SELECT COUNT(distinct page) AS num FROM `httparchive.response_bodies.2019_10_01_desktop`
WHERE REGEXP_CONTAINS(LOWER(body), r'<meta name=["\']?monetization["\']?')
134
SELECT COUNT(distinct page) AS num FROM `httparchive.response_bodies.2020_10_01_desktop`
WHERE REGEXP_CONTAINS(LOWER(body), r'<meta name=["\']?monetization["\']?')
SELECT COUNT(distinct page) AS num FROM `httparchive.response_bodies.2021_10_01_desktop`
WHERE REGEXP_CONTAINS(LOWER(body), r'<meta\s+([^>\s]+\s+)*name=["\']?monetization["\']?')

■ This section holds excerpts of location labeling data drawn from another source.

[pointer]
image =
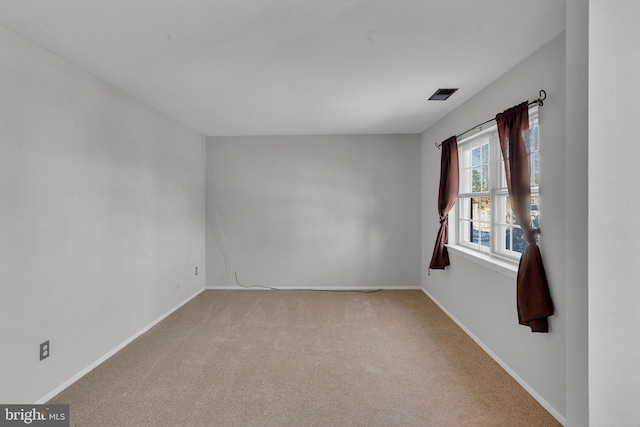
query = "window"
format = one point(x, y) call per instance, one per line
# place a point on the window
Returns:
point(484, 221)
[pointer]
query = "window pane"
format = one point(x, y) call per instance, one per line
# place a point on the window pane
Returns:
point(481, 209)
point(465, 208)
point(476, 178)
point(485, 178)
point(515, 240)
point(475, 157)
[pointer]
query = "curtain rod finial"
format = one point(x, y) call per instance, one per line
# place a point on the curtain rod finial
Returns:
point(543, 96)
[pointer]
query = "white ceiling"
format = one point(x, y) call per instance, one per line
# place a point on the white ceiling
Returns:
point(287, 67)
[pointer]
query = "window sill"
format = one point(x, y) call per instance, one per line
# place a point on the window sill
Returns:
point(503, 267)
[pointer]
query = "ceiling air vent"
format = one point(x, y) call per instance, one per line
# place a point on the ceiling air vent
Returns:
point(442, 94)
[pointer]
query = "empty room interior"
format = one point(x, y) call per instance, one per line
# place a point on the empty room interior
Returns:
point(230, 213)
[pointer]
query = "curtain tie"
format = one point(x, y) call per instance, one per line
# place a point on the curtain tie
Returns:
point(531, 236)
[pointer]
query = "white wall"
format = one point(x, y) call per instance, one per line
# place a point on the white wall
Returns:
point(315, 211)
point(481, 299)
point(614, 207)
point(101, 218)
point(576, 202)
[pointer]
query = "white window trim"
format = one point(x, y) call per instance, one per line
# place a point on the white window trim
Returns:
point(507, 268)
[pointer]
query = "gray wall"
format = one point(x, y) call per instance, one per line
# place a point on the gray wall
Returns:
point(101, 218)
point(314, 211)
point(483, 300)
point(576, 203)
point(614, 207)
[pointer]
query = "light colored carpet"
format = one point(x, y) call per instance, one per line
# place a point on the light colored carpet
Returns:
point(301, 358)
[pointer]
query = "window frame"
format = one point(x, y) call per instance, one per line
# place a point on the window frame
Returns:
point(496, 250)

The result is 1275 out of 5,531,644 pages, or 0.023 %, so it looks like it has increased a lot in one year!
Would anyone be interested to add a custom metric to more reliably detect this at runtime in WebPageTest? That would also make the analysis much cheaper as it wouldn’t depend on the response_bodies dataset!

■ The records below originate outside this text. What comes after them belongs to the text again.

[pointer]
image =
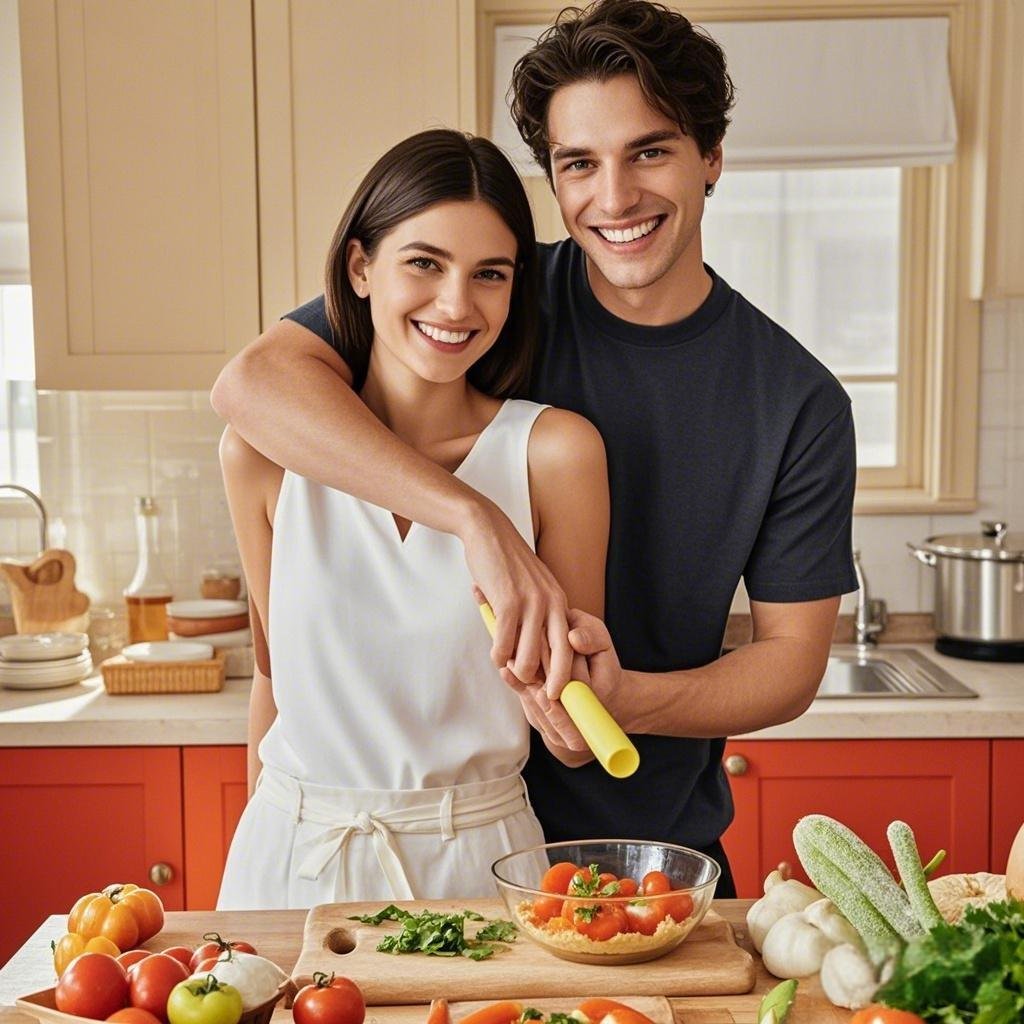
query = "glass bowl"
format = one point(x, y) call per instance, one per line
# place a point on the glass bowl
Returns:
point(600, 921)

Updated query to use blink_features. Pasting here for posterity.
#standardSQL
# returns the value of the monetization meta node
SELECT
yyyymmdd,
client,
COUNTIF(feature = 'HTMLMetaElementMonetization') AS meta,
COUNTIF(feature = 'HTMLLinkElementMonetization') AS link,
COUNTIF(feature IN ('HTMLMetaElementMonetization', 'HTMLLinkElementMonetization')) AS either,
COUNT(DISTINCT url) AS total,
COUNTIF(feature = 'HTMLMetaElementMonetization') / COUNT(DISTINCT url) AS meta_pct,
COUNTIF(feature = 'HTMLLinkElementMonetization') / COUNT(DISTINCT url) AS link_pct,
COUNTIF(feature IN ('HTMLMetaElementMonetization', 'HTMLLinkElementMonetization')) / COUNT(DISTINCT url) AS either_pct
FROM
`httparchive.blink_features.features`
WHERE
yyyymmdd = '2021-07-01'
GROUP BY
yyyymmdd,
client
ORDER BY
client,
either DESC